The question is as the title. Mathematically, I want to know does the following inequation always hold for any vector $\mathbf b$?
$\mathbf b^T \mathbf B \mathbf B^+ \mathbf b \, \ge \, \mathbf b^T \mathbf H \mathbf H^+ \mathbf b$
Where $\mathbf H$ is a N x M sized matrix (M < N), its element $h_{i j} = exp(-\frac{\|\mathbf x_i - \mathbf c_j\|^2}{2 \sigma^2})$, $x_i, c_j \in R^n$. Matrix $\mathbf B$ is row normalized matrix of $\mathbf H$, i.e. $b_{i j} = \frac{h_{i j}}{\sum_j h_{i j}}$. $\mathbf B^+, \mathbf H^+$ is the Moore-Penrose pseudoinverse for $\mathbf B, \mathbf H$ respectively, and size of vector $\mathbf b$ is $N$.

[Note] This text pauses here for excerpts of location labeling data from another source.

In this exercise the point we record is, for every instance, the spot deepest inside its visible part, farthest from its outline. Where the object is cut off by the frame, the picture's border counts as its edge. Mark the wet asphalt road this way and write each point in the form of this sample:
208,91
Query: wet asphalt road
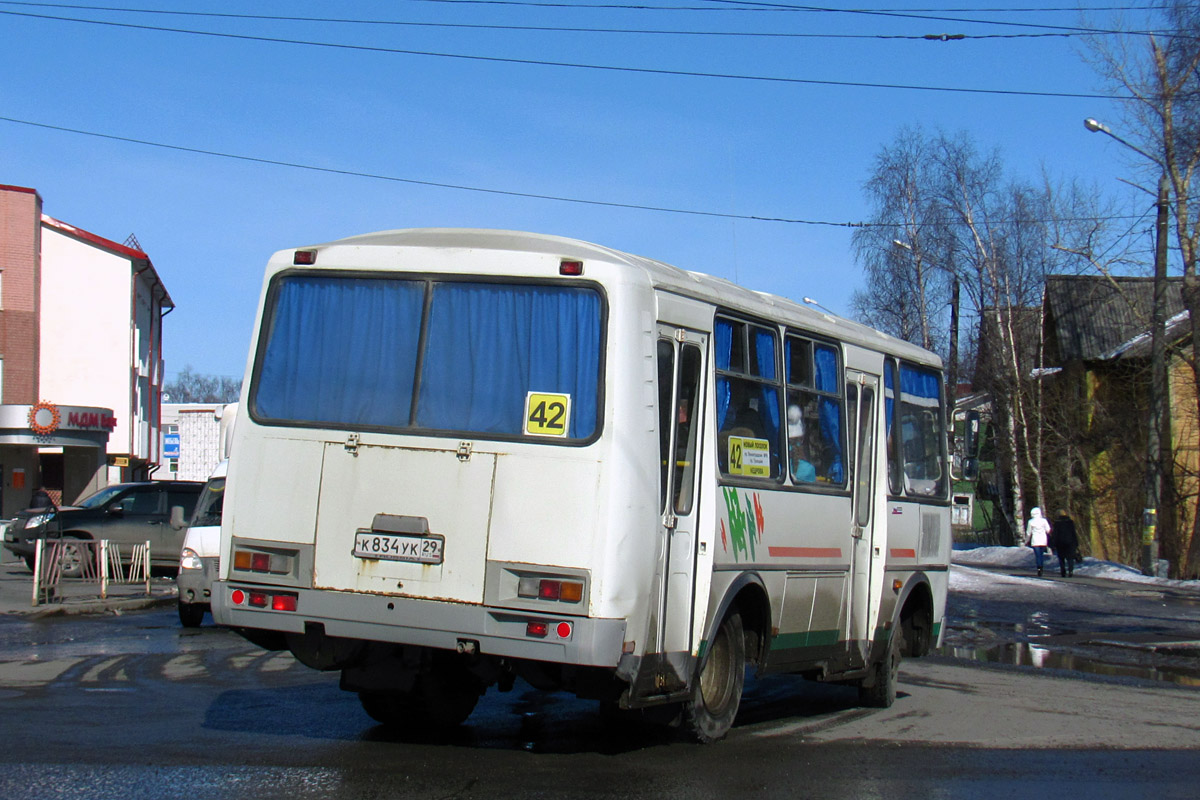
136,707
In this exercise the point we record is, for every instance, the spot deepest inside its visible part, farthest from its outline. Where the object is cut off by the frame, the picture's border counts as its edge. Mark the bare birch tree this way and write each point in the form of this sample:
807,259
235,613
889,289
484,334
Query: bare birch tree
1157,79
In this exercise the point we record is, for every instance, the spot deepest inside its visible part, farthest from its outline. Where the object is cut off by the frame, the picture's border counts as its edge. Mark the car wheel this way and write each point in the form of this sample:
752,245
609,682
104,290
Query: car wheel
191,614
73,557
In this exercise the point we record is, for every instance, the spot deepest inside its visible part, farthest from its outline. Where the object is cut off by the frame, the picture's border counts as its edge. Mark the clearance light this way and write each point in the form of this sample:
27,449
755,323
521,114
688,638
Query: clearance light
570,591
258,561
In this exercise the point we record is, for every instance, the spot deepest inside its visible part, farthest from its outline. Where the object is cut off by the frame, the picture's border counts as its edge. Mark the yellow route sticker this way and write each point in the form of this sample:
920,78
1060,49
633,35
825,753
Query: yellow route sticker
547,414
749,457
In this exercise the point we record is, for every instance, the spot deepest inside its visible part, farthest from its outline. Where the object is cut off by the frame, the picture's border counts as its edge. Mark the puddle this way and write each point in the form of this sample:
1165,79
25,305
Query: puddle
1020,654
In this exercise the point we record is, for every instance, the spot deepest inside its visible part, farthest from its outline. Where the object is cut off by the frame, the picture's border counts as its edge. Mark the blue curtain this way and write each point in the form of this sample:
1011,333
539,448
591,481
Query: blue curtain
490,344
888,395
765,349
341,350
919,383
828,380
724,335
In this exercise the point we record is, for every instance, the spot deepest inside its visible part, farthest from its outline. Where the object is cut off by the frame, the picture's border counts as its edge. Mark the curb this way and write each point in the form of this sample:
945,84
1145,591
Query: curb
109,606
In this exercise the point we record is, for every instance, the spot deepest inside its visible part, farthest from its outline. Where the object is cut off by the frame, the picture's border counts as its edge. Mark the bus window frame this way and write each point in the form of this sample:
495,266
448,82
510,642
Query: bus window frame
267,325
838,347
779,453
894,445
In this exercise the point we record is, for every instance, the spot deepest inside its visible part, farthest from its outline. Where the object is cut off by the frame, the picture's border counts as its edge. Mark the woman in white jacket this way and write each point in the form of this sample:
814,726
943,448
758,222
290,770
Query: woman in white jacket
1037,535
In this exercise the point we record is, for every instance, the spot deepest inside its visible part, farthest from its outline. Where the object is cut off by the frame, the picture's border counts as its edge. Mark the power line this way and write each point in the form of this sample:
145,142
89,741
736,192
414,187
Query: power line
549,29
1056,30
460,187
599,67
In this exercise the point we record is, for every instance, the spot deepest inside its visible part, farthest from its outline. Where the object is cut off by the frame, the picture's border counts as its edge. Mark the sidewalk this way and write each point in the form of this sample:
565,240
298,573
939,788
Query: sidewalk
17,591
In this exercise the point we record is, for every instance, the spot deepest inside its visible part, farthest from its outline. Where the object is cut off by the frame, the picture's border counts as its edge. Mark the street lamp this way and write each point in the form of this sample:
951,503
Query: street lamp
1157,361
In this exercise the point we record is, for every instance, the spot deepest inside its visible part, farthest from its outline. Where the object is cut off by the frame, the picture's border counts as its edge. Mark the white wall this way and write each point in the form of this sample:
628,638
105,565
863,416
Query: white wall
85,330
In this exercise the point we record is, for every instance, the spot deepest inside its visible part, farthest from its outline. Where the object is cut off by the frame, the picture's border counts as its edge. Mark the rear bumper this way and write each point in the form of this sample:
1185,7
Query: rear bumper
429,623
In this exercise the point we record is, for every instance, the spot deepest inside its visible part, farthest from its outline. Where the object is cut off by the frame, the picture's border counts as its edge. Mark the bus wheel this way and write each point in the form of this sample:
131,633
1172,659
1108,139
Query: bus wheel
717,690
439,699
879,690
191,614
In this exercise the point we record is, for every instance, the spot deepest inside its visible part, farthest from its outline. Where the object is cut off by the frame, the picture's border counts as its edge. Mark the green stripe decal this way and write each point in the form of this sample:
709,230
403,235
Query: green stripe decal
804,639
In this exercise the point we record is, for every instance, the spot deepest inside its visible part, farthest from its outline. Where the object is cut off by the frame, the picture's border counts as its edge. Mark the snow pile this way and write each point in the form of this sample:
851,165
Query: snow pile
1021,558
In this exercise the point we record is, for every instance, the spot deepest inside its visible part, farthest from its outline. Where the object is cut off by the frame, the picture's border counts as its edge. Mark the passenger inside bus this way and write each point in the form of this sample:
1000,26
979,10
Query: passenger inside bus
802,468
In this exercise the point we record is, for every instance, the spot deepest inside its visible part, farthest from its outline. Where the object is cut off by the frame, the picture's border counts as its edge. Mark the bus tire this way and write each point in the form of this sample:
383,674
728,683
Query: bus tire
717,689
439,699
879,690
191,614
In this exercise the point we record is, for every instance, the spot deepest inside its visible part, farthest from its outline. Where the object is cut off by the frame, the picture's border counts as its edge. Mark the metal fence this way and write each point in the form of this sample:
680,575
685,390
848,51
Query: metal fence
84,567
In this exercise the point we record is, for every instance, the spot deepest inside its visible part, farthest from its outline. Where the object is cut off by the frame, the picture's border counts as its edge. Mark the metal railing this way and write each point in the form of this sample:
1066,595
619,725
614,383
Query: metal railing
84,567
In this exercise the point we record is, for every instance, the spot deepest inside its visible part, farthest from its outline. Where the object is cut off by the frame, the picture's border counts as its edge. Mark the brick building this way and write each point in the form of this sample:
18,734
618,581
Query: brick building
81,356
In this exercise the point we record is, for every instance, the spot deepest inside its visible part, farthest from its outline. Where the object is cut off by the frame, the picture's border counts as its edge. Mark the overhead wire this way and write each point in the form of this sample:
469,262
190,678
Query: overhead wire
599,67
1056,30
462,187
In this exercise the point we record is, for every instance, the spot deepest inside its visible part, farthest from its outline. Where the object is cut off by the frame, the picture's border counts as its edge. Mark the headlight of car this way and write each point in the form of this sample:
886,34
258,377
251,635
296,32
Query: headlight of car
189,559
40,519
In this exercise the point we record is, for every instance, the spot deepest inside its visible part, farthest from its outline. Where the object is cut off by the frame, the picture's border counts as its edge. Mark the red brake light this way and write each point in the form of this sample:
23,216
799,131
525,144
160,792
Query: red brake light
283,602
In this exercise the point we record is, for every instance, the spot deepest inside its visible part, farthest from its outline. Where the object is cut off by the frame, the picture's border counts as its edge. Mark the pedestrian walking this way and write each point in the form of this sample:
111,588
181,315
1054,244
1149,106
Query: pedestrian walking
1065,541
1037,535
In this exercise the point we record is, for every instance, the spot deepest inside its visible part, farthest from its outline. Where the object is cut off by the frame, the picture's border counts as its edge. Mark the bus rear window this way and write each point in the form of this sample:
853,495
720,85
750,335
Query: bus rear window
466,358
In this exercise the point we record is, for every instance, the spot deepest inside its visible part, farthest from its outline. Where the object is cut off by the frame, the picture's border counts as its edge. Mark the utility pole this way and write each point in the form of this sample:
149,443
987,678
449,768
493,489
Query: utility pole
1157,389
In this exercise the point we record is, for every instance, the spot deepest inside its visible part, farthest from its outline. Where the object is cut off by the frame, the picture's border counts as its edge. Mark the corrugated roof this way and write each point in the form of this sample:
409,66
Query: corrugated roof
1098,318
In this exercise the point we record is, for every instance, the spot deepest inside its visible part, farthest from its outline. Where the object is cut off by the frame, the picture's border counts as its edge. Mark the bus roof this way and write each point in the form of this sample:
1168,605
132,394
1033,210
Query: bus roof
663,276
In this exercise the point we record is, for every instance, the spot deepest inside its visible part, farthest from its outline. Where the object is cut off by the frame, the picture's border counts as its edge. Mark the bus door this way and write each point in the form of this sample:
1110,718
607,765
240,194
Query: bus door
681,365
862,403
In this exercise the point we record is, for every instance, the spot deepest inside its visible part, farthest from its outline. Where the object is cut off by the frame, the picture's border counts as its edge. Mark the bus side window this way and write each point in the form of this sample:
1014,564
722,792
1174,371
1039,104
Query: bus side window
921,431
814,413
749,420
666,383
889,410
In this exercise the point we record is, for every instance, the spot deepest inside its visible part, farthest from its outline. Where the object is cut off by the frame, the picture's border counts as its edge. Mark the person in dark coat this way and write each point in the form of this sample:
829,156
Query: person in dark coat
1065,541
41,499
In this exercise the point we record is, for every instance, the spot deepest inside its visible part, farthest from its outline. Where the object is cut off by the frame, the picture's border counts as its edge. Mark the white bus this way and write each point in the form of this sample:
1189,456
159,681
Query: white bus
465,457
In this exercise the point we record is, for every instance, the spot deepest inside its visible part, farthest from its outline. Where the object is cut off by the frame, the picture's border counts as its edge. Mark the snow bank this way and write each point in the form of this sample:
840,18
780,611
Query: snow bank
1021,558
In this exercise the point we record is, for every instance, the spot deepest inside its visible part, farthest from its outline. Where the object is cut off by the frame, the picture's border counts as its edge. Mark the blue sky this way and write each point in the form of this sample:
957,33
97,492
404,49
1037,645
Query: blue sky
720,145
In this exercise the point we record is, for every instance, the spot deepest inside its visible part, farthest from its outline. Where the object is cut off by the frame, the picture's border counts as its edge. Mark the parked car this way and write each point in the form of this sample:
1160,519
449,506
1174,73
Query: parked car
124,513
198,557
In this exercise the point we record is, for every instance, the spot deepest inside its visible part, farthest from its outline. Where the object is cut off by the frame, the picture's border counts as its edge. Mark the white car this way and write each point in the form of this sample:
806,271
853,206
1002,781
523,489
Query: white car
202,545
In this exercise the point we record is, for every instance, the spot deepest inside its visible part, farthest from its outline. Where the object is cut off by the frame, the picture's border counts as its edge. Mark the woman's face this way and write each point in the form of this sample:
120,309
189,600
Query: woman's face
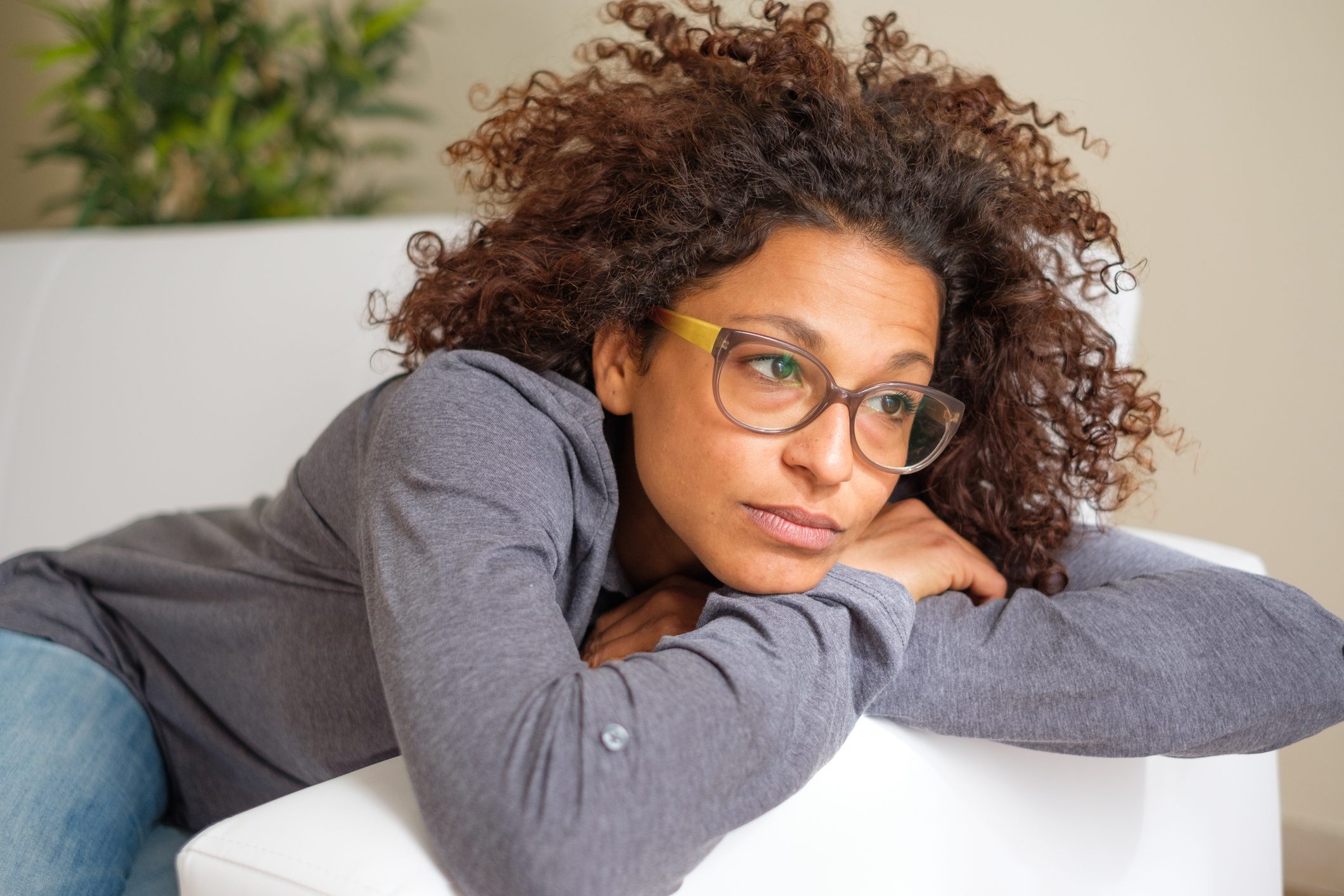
686,506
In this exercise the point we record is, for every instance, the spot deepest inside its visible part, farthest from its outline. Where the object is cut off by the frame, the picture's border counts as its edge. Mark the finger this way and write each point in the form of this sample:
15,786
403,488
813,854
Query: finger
621,611
625,626
984,580
624,646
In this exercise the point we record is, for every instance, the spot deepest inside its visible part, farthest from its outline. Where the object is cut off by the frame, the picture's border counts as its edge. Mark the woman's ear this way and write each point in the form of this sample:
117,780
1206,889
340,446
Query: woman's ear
613,368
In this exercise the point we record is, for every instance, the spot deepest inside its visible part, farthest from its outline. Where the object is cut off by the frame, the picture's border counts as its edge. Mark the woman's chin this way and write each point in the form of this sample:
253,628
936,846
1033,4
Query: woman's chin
773,574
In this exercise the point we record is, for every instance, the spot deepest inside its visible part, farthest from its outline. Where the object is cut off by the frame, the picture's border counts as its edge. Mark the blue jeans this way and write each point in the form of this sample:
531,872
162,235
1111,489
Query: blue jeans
82,786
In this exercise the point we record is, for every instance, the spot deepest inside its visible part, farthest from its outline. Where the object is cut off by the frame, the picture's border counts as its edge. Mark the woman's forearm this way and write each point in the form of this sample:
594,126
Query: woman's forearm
1149,652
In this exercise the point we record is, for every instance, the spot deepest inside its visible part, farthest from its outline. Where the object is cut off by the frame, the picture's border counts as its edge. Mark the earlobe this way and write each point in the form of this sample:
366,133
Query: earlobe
612,370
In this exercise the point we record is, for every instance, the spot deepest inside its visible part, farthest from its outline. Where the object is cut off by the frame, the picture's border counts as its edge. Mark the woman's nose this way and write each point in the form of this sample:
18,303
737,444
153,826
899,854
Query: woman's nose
823,445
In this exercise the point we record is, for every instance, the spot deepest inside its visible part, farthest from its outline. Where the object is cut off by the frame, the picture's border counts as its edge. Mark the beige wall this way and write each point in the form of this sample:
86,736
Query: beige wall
1224,172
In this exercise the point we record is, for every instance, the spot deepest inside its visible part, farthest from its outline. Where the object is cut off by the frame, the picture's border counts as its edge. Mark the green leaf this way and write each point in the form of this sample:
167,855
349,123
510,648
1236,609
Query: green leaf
387,109
389,19
49,54
222,106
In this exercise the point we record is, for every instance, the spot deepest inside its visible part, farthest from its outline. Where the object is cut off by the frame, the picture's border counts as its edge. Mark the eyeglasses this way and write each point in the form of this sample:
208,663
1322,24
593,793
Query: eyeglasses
769,386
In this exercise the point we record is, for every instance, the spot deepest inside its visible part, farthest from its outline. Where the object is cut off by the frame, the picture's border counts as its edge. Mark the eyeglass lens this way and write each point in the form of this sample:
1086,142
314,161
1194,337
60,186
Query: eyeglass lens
765,387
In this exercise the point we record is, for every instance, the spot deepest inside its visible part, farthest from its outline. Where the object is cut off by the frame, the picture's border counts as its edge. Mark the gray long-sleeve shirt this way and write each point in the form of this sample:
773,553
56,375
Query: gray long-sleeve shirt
424,579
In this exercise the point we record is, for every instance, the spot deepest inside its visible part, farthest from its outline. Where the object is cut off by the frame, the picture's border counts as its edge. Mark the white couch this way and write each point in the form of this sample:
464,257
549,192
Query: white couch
157,368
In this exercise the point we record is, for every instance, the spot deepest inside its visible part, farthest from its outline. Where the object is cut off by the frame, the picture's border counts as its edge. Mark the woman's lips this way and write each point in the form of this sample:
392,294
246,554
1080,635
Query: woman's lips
803,536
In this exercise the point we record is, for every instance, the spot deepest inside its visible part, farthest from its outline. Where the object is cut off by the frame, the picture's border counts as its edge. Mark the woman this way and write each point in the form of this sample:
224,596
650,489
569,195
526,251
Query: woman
764,350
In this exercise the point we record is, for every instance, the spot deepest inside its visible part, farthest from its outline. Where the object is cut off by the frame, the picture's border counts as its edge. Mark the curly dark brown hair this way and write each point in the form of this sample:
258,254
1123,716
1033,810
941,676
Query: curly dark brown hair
670,159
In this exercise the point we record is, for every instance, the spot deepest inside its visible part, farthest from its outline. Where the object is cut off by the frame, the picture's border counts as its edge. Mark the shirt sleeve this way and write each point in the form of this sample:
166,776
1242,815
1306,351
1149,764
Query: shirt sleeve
534,773
1148,652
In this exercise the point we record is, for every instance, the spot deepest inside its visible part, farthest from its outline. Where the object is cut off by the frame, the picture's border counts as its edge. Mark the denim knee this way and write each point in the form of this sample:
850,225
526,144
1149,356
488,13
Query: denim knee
81,777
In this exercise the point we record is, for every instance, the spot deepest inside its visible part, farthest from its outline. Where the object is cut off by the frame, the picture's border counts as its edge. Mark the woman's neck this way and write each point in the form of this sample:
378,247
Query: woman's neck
646,544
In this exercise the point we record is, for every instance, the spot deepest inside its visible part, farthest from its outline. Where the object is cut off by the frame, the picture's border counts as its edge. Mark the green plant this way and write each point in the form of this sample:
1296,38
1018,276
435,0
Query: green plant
193,110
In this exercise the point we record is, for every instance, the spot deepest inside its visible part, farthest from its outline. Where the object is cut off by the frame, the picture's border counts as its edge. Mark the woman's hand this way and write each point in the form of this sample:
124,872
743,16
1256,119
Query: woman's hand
907,543
670,606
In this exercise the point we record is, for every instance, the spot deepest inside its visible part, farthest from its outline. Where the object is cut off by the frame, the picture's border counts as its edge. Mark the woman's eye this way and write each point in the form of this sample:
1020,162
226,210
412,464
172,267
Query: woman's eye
894,405
776,367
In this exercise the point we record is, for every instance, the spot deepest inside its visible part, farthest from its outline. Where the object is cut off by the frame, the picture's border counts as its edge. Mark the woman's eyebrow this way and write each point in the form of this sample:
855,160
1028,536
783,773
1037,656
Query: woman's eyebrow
809,339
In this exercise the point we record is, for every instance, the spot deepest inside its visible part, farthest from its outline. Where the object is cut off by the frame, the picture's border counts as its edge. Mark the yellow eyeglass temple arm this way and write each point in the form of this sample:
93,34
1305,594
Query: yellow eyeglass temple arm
693,330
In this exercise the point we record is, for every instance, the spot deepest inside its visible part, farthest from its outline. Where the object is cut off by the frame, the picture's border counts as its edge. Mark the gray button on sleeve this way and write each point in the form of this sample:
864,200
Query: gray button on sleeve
615,736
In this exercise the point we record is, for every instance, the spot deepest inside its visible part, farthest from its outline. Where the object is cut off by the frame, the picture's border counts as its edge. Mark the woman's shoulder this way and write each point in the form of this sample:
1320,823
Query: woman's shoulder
476,413
464,387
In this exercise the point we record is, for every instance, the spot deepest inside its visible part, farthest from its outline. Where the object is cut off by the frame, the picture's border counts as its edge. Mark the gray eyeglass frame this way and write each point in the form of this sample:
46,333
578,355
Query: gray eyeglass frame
720,340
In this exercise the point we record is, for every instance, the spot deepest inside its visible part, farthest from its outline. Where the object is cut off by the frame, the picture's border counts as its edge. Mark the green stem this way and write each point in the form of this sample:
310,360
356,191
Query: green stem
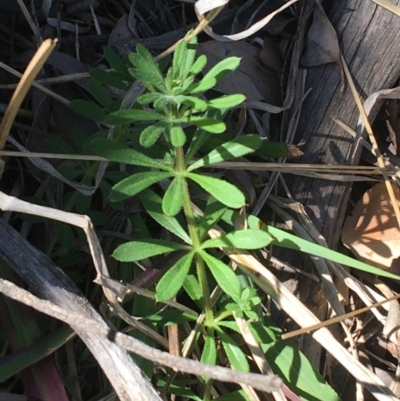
194,234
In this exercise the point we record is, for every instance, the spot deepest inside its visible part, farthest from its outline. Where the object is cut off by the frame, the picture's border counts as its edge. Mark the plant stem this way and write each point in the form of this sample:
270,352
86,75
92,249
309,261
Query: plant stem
194,234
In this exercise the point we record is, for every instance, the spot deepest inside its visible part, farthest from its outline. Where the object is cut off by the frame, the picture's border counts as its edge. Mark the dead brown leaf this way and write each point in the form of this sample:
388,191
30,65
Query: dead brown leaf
371,232
251,79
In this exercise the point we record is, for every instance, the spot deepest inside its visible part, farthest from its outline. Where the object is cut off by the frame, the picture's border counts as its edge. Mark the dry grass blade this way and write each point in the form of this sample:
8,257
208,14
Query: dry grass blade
336,319
261,382
29,75
389,6
375,147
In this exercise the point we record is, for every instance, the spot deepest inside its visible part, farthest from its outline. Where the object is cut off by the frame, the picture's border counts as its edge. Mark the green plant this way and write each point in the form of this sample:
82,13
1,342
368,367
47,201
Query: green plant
166,138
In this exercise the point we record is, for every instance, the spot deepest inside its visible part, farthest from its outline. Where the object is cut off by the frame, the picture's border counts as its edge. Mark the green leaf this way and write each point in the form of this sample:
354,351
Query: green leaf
152,203
128,116
286,240
178,137
202,86
149,79
136,183
207,124
199,64
241,239
209,354
149,135
221,190
223,68
120,153
212,214
173,279
193,288
223,274
88,109
226,102
288,362
229,150
236,356
138,250
173,198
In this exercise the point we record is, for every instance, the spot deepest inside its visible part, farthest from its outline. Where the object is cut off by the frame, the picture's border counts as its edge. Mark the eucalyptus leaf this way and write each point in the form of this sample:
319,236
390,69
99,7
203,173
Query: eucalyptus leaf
153,205
120,153
136,183
223,274
221,190
173,279
287,240
240,239
229,150
173,198
137,250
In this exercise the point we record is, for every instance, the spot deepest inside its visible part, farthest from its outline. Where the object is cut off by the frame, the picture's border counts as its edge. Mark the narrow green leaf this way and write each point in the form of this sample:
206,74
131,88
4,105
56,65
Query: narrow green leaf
230,150
286,240
202,86
179,60
149,79
221,190
226,102
223,274
173,198
207,124
223,68
193,288
288,362
128,116
236,356
136,183
88,109
153,205
241,239
178,137
199,64
138,250
150,135
209,354
120,153
173,279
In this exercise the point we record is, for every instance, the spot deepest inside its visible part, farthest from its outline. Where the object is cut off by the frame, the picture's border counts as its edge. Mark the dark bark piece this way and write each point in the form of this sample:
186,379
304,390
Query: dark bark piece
369,38
50,283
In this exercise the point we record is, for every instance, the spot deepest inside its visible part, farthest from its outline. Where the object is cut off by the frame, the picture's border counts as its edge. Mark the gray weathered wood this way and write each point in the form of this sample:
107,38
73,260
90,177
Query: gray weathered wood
50,283
369,39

This question arises in the study of normalized RBF, where $\mathbf H$ denotes the output matrix for standard RBF, and $\mathbf B$ denotes the output matrix for normalized RBF (NRBF). The wiki page gives a justification that the NRBF makes sense. However, there is no proof neither in the wiki page nor the original paper that NRBF is always better than RBF. The original paper is: "Normalized Gaussian Radial Basis Function Networks".
Denote the observed output on training samples as $\mathbf b$, the best estimation made by RBF and NRBF is $\mathbf H \mathbf H^+ \mathbf b$ and $\mathbf B \mathbf B^+ \mathbf b$. Thus we want the squared error $(\mathbf H \mathbf H^+ \mathbf b)^T \mathbf H \mathbf H^+ \mathbf b$ and $(\mathbf B \mathbf B^+ \mathbf b)^T \mathbf B \mathbf B^+ \mathbf b$ be as close to zero as possible, which can be deduced to the question listed at the top.
I now know the inequation does not always hold as some counter examples are found. But it's better to have an analytic proof. And it's desired to know when RBF is better than normalized RBF and visa versa.